I agree too, but this is only under the assumption that large stakeholders will always do things in the best interest of the currency's growth and health. However, I am sure at some point there could be large NXT stakeholders that would vote for something just not acceptable by a majority of the community and it would be interesting to see how that would play out in the actual decision making process.
Well, they are the majority. So let it be.

They're not the majority. That's the point here.
They are. If you have 50$ and the other guy 1$ then you have the majority of wealth. So you are should be allowed to say more.

Fortunately, our democratic systems do not work this way (not yet, I fear).

You should be allowed to say more if you spend more of you wealth:
Say, if you spend 1/10 of your wealth it's more than if somebody spend 1/10000 of theirs. It appears it's not so important to them.

NXT is an economic ecosystem, not a state. In PoS 1 NXT is equivalent to 1 person (like SSN, birth certificate, or whatever) because this is the only way to truly account for the validity of each NXT, so 1 NXT = 1 Vote. All other methods will be gamed by the rich to make the poor poorer. For example, using 1 account = 1 Vote, a large stakeholder can create 10k accounts easily, while a small stakeholder will go broke doing it. No matter what you do, the rich can always afford more accounts than the poor can. Thus voting on an account basis is unrealistic.

I think a good analogy would be (within the NXT ecosystem), 1 NXT = 1 Person, Account Owner = Representative. So if you own 10k NXT, you are their representative and represent their "views", but you cannot speak for all the NXTs under other representatives.

A larger holders vote should have weight proportional to their stake, but they should also pay a proportional fee to their total stake. That could be a significant cost, preventing impulsive, foolish or uneducated voting. It is the stake holders responsibility to vote in a responsible and educated manner. It is those who are pushing the changes (or dissenters) to make sure they are educated on what is being changed and why it is important/needs to be done. I can't see how anything else matters or why all these complicated, gameable voting systems are even being brought up.
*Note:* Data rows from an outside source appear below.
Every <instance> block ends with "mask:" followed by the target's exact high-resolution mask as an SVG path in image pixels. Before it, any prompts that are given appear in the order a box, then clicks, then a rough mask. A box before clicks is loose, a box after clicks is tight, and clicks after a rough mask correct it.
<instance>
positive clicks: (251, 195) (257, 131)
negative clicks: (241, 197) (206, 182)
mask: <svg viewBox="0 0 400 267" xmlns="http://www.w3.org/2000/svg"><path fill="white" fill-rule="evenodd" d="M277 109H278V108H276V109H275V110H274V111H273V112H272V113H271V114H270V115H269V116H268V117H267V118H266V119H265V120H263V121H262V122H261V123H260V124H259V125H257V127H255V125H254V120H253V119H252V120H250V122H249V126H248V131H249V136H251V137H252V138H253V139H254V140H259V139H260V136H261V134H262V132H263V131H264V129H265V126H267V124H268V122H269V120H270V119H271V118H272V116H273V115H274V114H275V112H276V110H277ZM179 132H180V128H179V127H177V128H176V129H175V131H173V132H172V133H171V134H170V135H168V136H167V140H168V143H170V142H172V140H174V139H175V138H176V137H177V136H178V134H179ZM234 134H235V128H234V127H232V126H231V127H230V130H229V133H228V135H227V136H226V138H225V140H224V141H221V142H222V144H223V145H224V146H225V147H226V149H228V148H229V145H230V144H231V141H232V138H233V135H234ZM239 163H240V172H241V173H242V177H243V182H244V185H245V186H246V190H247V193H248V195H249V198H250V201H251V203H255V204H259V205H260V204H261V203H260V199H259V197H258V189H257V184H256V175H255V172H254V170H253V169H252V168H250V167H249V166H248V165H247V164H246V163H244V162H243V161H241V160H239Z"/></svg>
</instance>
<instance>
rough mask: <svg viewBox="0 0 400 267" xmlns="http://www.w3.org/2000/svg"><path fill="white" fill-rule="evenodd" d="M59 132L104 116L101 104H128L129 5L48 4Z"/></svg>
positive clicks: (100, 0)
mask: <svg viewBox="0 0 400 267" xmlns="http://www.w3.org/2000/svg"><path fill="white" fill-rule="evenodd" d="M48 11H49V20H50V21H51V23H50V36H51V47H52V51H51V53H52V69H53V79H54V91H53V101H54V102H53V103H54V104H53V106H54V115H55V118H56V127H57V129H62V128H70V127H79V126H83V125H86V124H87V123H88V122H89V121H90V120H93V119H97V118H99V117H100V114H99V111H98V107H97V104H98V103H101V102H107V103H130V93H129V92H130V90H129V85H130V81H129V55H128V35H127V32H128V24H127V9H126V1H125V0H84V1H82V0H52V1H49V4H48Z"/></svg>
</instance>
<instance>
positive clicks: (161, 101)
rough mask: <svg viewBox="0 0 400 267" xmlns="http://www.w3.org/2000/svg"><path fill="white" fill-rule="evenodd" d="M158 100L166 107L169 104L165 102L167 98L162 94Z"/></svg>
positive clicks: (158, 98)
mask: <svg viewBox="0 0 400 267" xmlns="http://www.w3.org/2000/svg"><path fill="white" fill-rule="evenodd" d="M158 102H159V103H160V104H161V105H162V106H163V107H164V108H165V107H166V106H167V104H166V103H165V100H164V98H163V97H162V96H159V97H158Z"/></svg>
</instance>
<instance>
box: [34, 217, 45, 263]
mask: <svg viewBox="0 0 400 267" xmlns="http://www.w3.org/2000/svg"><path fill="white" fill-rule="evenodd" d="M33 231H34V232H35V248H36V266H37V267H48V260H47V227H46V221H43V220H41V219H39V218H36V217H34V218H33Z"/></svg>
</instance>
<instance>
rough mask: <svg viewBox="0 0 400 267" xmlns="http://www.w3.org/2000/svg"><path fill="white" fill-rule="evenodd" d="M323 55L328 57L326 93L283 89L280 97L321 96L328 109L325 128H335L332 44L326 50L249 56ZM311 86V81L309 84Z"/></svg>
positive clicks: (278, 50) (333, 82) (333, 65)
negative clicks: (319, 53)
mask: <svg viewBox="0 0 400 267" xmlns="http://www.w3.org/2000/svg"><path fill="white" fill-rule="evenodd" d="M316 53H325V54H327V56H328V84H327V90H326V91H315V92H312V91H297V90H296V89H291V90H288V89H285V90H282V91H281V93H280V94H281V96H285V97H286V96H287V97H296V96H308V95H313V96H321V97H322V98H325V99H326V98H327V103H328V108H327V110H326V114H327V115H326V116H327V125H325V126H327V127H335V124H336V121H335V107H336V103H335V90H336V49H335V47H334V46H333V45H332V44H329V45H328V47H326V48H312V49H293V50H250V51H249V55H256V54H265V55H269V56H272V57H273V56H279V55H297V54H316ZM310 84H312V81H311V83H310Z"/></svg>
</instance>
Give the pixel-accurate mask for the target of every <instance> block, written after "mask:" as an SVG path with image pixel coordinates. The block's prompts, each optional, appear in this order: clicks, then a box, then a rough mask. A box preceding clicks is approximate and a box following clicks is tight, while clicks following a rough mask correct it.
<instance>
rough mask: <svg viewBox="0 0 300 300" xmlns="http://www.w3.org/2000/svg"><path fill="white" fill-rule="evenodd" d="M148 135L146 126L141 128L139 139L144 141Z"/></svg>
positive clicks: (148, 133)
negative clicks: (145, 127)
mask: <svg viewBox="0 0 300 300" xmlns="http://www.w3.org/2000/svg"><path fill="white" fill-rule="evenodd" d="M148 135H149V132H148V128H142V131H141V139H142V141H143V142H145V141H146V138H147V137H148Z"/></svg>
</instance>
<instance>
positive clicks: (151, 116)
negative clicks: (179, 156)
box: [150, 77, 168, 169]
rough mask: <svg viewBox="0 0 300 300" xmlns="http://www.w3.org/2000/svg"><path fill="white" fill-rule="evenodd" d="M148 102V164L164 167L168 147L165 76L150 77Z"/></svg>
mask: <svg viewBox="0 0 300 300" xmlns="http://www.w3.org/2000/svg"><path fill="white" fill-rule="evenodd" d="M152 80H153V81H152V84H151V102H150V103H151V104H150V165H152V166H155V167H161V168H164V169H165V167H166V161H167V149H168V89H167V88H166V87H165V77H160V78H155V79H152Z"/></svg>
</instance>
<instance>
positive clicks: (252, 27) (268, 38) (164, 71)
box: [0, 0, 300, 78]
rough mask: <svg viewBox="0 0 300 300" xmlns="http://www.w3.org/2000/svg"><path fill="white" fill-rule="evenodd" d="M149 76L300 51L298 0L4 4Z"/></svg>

not saying you are wrong but i just wanted to point out that a large stake holder already has a strong incentive not to make a bad decision. if he does it will lower the value of his stake.

i have stayed out of all the VS stuff until now voting on stuff really concerns me.  unless tere is something to prevent someone from making a vote to steal money from someone, or something along those lines, it shouldnt be done at all.

IMO the best way with voting is to make the fee for the vote proportional to the stake.